Прошло всего несколько минут с тех пор, как я покинула Джереми и Зеда. Мы с Лаллой сидели на старинной садовой скамье на террасе и любовались парком. Вдалеке виднелся мост. Солнечные лучи плясали на садовых скульптурах. Я представила, что скульптуры играют в игру — ту самую, в которой разрешается двигаться, когда звучит музыка, но стоит лишь музыке стихнуть, как все должны замереть на месте. Серые толстые стебли розовых кустов, которые выглядели так неприглядно весной, зазеленели листвой и покрылись желтыми цветами. В воздухе стоял упоительный аромат.

— Он и мне не нравится. — Лалла отхлебнула глоток чая и вздрогнула. — Он наводит на меня ужас. Сейчас я понимаю, почему находила его сексуально привлекательным, — частично из-за того, что впервые повстречала подобного человека. Вынуждена признать, что Зед был исключительно изобретателен в постели и практически неутомим. Но он настоящий подлец. Его не интересует никто, кроме него самого. Я предпочитаю иметь дело с Ватом. Ват, по крайней мере, прямолинеен.

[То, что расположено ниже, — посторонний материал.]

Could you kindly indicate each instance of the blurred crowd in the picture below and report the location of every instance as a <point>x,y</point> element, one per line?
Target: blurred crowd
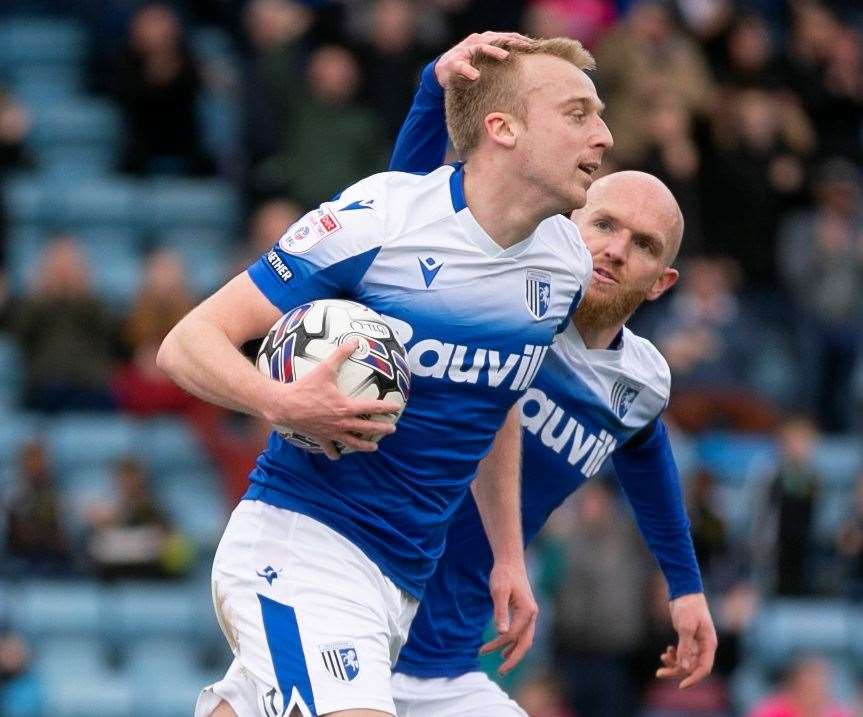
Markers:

— Это значит, что ты… — Я колебалась, не зная, как выразить свою мысль более тактично.

— Больше не сплю с Зедом? Конечно же нет. Он угрожал, что расскажет всем в деревне, чем мы занимались. Но я не испугалась угроз.

— Ты поступила отважно.

— Нет, в самом деле. Полагаю, что если он станет хвастать своими победами, то выставит себя глупцом. Никто ему не поверит. А мне все равно, что будут думать обо мне в деревне. Обо мне уже и так выдумано множество историй, гораздо худших по содержанию. Ты же знаешь, что представляют собой деревенские жители.

— Не знаю. Ты меня разочаровала. Глядя на аккуратные коттеджи, окруженные цветами, воображаешь жизнерадостных женщин с румяными щеками и сильных молчаливых мужчин, которые относятся друг к другу с теплом и заботой, словно большая дружная семья.

— В реальности деревня представляет собой скопление недалеких, алчных, мелочных людишек, полных злобы и зависти. Мне необходимо срочно вырваться отсюда. Я превращаюсь в ворчливую старую деву, которая испытывает удовольствие, обсуждая недостатки соседей. Что же мне делать? Я так и не смогла сдать этот дурацкий экзамен по стенографии. Я должна найти еще одного богатого простофилю.

— Ты собираешься встретить Хамиша на вокзале?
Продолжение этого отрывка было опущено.